D. - L’Onu ha inviato
una missione nel Paese: in che modo è intervenuta?
R. - La force est là, c’est
vrai… È vero, la missione c’è e c’è già da oltre due mesi, ma non è ancora intervenuta.
La popolazione però è esasperata e così ha iniziato anche a lanciare sassi contro
la stessa forza della Monusco. La popolazione soffre molto mentre i caschi blu sono,
per così dire, “immobili”. E per questo c’è grande tensione tra le due parti.
D.
- Si ha l’impressione che la popolazione manifesti la sua esasperazione nei riguardi
di tutti…
R. - La mort est partout présente… La morte è presente ovunque.
E quindi, in una situazione come questa, la popolazione chiede una sola cosa: pace.

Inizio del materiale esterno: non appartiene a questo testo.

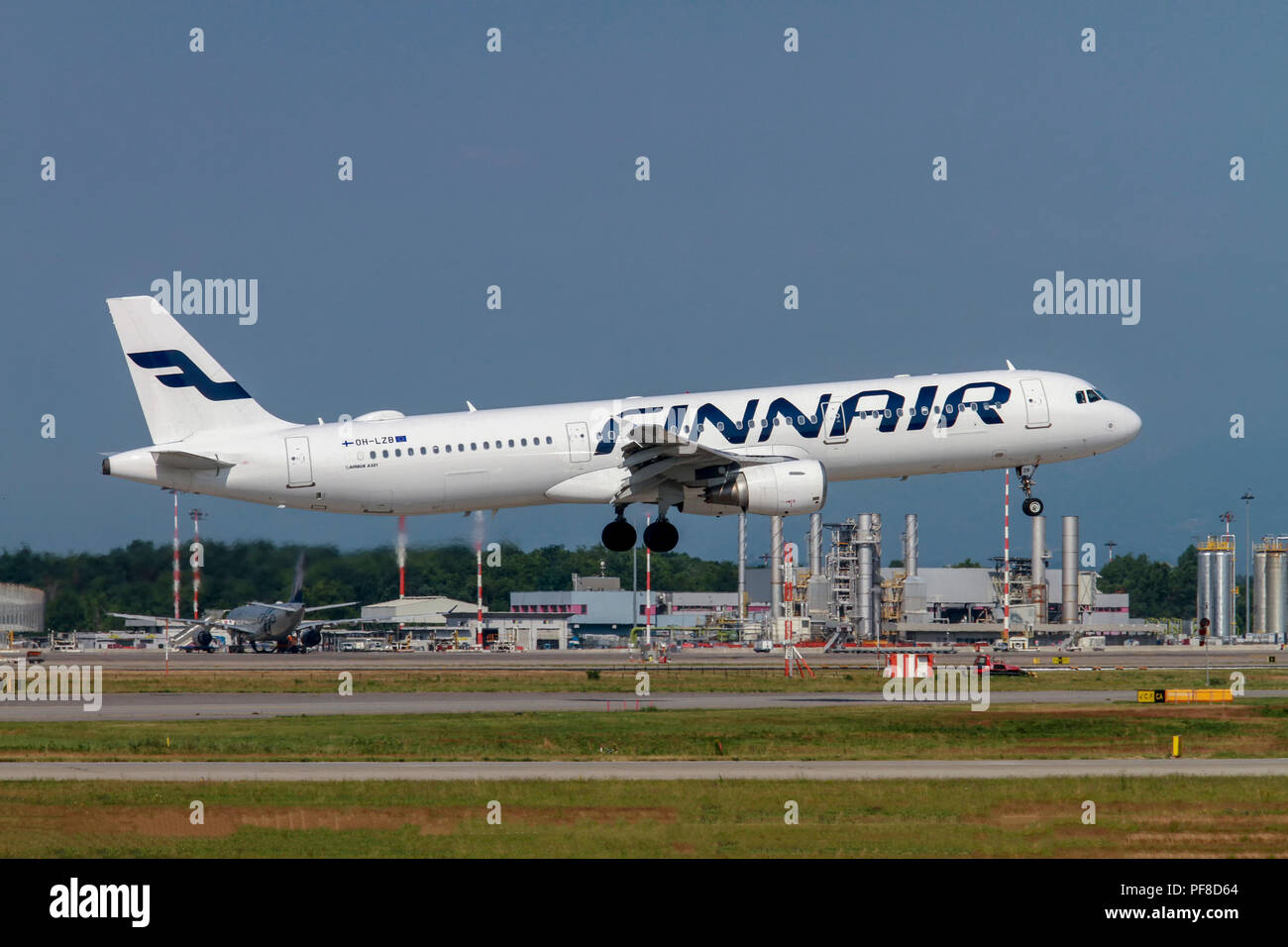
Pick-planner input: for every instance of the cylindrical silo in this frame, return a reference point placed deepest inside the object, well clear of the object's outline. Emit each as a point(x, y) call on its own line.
point(1069, 570)
point(1216, 585)
point(815, 544)
point(1258, 589)
point(1276, 589)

A questo sentimento di disperazione, come Chiesa cerchiamo di rispondere dando sostegno
e ripetendo loro: “Dio non vi ha abbandonati”. Nelle nostre catechesi preghiamo, organizziamo
Messe per la pace e l’adorazione. Siamo lì e facciamo il possibile per incoraggiarli
a rimanere saldi nella fede e soprattutto per infondere la speranza che tutto questo
finirà e tornerà la calma. Lo speriamo.
D. - Vuole lanciare un appello a tutte
queste persone, ai ribelli in modo particolare?
R. - L’appel que nous faisons
à tout le monde… L’appello che rivolgiamo a tutti ancora una volta è questo: siamo
tutti figli di Dio. Dio non capisce perché ci combattiamo, quando su questa terra
siamo tutti di passaggio. Dobbiamo continuare a pregare per la pace. Mi rivolgo ai
ribelli e a tutti: la violenza porta violenza. Deponiamo le armi e dialoghiamo per
individuare le cose che non vanno. Questa guerra fratricida non ci porta a nulla.
Al contrario, è un’offesa a Dio Creatore che ci ha creato tutti.